During the scoping session, half of the center’s large multipurpose room was used for the registration of commenters, while the other half was used as an information area by Williams employees.

Commenters were given a number, and then called into one of several rooms with FERC employees to give their statements, which were recorded. Each commenter was given 3 minutes.

There was also an opportunity to submit written comments.

Kevin Corcoran of Princeton Walk, a leader of the opposition, said he was “disappointed” that Williams-Transco people were allowed inside the building, while the protestors were initially told to stay outside.

He said eventually they were allowed to go inside and pass out fliers with their concerns.

“As the mayor himself said, it’s not quite fair how FERC has been handling this,” Corcoran said.

Mayor Phillip Kramer was there, as well as Deputy Mayor Ted Chase and Township Councilman Rajiv Prasad.

Corcoran’s group set up a literature table outside the center’s entrance, next to a video camera, which commenters used to record what they told FERC.


Residents lined up to register to make comments.

There was also an “open mic” available to anyone who wanted to make a statement.

Kramer used the opportunity to read the Township Council’s resolution opposing the compressor station, which it passed at its Sept. 13 meeting.

“I think the people have been very responsive, which is good,” Corcoran said.

Williams-Transco did not have a spokesperson at the session, but did provide media with written statements on Sept. 13.

Following s the Williams-Transco statement addressing issues it anticipated being raised at the session:

FERC Scoping Meeting
We’re always very interested in the comments landowners and other interested parties submit to the Federal Energy Regulatory Commission (FERC), both in writing and during the FERC scoping hearings.

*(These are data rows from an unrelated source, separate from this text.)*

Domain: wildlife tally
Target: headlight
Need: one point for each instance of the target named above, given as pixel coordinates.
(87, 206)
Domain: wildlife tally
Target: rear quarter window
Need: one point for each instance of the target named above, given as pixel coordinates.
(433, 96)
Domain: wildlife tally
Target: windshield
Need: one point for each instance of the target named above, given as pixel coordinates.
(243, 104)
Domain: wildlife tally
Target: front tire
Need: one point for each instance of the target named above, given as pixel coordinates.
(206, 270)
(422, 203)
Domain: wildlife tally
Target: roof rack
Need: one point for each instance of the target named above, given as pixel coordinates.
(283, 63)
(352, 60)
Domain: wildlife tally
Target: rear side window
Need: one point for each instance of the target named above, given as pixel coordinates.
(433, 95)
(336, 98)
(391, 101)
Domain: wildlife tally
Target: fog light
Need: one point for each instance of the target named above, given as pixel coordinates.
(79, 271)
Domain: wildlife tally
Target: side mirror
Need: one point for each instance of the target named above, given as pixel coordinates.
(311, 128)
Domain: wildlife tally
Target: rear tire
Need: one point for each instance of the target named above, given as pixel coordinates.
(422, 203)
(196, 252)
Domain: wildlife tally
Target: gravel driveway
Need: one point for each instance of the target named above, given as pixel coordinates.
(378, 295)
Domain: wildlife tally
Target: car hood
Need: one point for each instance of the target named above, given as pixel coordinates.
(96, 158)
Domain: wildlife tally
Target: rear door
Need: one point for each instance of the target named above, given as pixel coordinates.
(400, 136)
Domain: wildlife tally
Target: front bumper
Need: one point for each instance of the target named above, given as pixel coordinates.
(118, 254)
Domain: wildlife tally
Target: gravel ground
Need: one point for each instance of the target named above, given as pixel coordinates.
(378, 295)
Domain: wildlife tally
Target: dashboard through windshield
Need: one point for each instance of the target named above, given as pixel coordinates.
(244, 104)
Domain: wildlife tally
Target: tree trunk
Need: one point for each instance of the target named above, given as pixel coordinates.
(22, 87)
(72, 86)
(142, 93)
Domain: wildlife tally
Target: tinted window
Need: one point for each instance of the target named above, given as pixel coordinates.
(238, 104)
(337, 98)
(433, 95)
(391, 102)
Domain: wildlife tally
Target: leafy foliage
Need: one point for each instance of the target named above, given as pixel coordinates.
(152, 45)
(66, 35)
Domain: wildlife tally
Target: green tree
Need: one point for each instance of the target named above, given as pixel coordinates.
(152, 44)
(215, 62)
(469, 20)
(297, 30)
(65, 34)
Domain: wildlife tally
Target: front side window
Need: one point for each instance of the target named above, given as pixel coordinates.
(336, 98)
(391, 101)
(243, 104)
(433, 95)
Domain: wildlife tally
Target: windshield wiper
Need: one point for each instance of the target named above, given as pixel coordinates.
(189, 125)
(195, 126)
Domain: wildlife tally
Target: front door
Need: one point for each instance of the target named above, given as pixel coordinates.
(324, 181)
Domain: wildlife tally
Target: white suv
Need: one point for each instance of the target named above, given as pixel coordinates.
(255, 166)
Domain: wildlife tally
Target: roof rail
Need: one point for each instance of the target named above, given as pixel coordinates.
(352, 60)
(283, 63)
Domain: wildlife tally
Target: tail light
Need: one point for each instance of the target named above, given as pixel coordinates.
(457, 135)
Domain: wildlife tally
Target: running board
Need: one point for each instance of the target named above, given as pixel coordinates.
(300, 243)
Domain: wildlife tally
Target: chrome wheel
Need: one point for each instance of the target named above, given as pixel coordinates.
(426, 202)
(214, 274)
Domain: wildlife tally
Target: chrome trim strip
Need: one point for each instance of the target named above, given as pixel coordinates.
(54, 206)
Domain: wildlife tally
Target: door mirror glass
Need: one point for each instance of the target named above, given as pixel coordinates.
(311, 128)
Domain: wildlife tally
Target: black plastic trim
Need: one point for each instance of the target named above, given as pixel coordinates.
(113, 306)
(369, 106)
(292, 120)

We monitor those comments closely, so you can be sure that we are listening when a comment is provided to FERC. The FERC process is a very public process, so if people have opinions or issues they want FERC to consider, we’d certainly encourage them to take advantage of the many opportunities they have to express those comments to FERC.

Public Reaction to the Project
We understand that there are some concerns about the project. We take all of those concerns very seriously and are committed to working to address those issues the best we can. Underground pipelines aren’t something most people think about, but this complex infrastructure is vital for homes and businesses who depend on pipelines to deliver reliable, affordable energy.

Project Need
Transmission pipeline infrastructure is regulated by the federal government, specifically the FERC. We can’t put one shovel in the ground without first demonstrating that the infrastructure is necessary and in the greater public interest. The FERC will carefully evaluate this project to determine whether this project is needed.

The Transco pipeline, which has been providing reliable servicing in this area for decades, is currently operating at capacity. As our customers’ demand for gas increases, we have to periodically expand our existing facilities to allow more gas to be transported through our pipeline system.

Natural gas is an abundant, cost-effective fuel and its popularity has never been higher, thanks in large part to the environmental benefits it offers when compared to fuels such as coal or fuel oil. Projects like our Northeast Supply Enhancement proposal are important for northeastern residents to continue to enjoy reliable natural gas service.

Williams utilizes design features and operating practices that exceed many stringent industry and regulatory safety standards. Some of the measures include the inspection of the integrity of 100% of the welds on the pipeline and more frequent inspections than are required by law, including regular inspections with highly-sophisticated internal inspection tools.

In its email, Williams-Transco also included written statements from Laborers International Union of North America, the International Union of Operating Engineers Local 825, the Engineers-Labor Employer Cooperative and the International Brotherhood of Teamsters, all of which were in support of the project.

The state Department of Environmental Protection still has to weigh in on the issue.

This is the beginning of a long process. FERC’s decision is not expected until next year and, if approved, the station would not be operable until 2018.